Dirk is basically putting a clinic on out there. This is why the Knicks need an athletic PF who can defend someone on the perimeter. I mean damn, Dirk is just wiping them up like Brawny Paper towels. They have 65 points now with a little over 2 minutes left.


----------



## The True Essence (May 26, 2003)

worst game of the year. the only guy who showed up to play was tim thomas of all people

mavs over 70 at halftime........


----------



## knicksfan (Jan 4, 2003)

watch im calling the knicks catch up  I wish i could take credit for calling a MONSTER upset but i cant do that here. I am saying we get it within 15-20


----------



## HKF (Dec 10, 2002)

The way the Mavs are playing, you'd think someone was playing NBA live on 12 minute quarters. How the heck do you have 75 points at halftime to 36? How does that happen? Does Lenny Wilkens have a job going out of the lockerroom? :dead:


----------



## Takeit2dahouse00 (Jun 12, 2002)

:no: :no: :no: 

Yikes..


----------



## The True Essence (May 26, 2003)

lenny wilkens said HEY LETS USE A ZONE!!! then dirk hits 2 threes and finley drains one. Then lenny sees tim thomas playing well, so he just had to bench him.

forget a comeback, just tank it tonight, the boston game tomorrow is more important in the division.

tim thomas is on pace for 20 and 10 lol...............i bet he wont get over 14 points and 6 boards


----------



## JT (Mar 1, 2004)

*noooo*

lenny wilkens, used a 2-3 zone defense, against the dallas mavericks.


----------



## HKF (Dec 10, 2002)

At least the Mavs didn't score 140, because if you watched this debacle they were totally capable of doing just that. :whatever:


----------



## Gambino (Feb 11, 2004)

lol that's why you said you hate games like this. because if they left there starters in they would be over 140 easily.


----------



## HKF (Dec 10, 2002)

> Originally posted by <b>Gambino</b>!
> lol that's why you said you hate games like this. because if they left there starters in they would be over 140 easily.


See if the Knicks were competitive and the Mavs scored 140, then it's a high scoring exciting game, not just a game of horse, because one team quit from the opening tip off. If the Mavs would have scored 140 and the Knicks scored 127-130, I would have been fine with it. 

However, if the Mavs scored 140, it would have probably been like 141-97. :dead:


----------



## Rashidi (Oct 2, 2003)

The only reason the Mavs didn't score 140 is the Mavs gave up in the 4th quarter (they were outscored 30-22), the way the Knicks did for the first three. Of course, you can do that when you're up 46.

Dampier/Bradley have inspired my newest nickname, Nazr "freeway" Mohammed.

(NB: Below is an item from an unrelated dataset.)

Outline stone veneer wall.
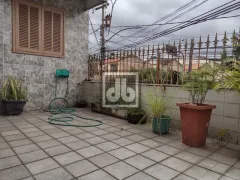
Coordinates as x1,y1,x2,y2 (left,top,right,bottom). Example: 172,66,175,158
0,0,89,110
83,81,240,144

The Knicks certainly showed tonight why Freeway is averaging more offensive boards than Dampier.

Josh Howard PWNED T.

13 of Marbury/Crawford's 24 shots were threes. The Knicks took 21 threes and 20 FTs.

Houston had 7 points on 6 shots. Norris has 7 points on 5 shots. Sundov had 7 points on 8 shots. Crawford had 7 points on 11 shots.

Sundov had half of the Knicks' steals.


----------



## truth (Jul 16, 2002)

i doubt lenny survives this season.......

KT is a great backup,solid starter,but he shouldnt be in the same gym as Dirk...Lenny should know that.Its a bad bad matchup...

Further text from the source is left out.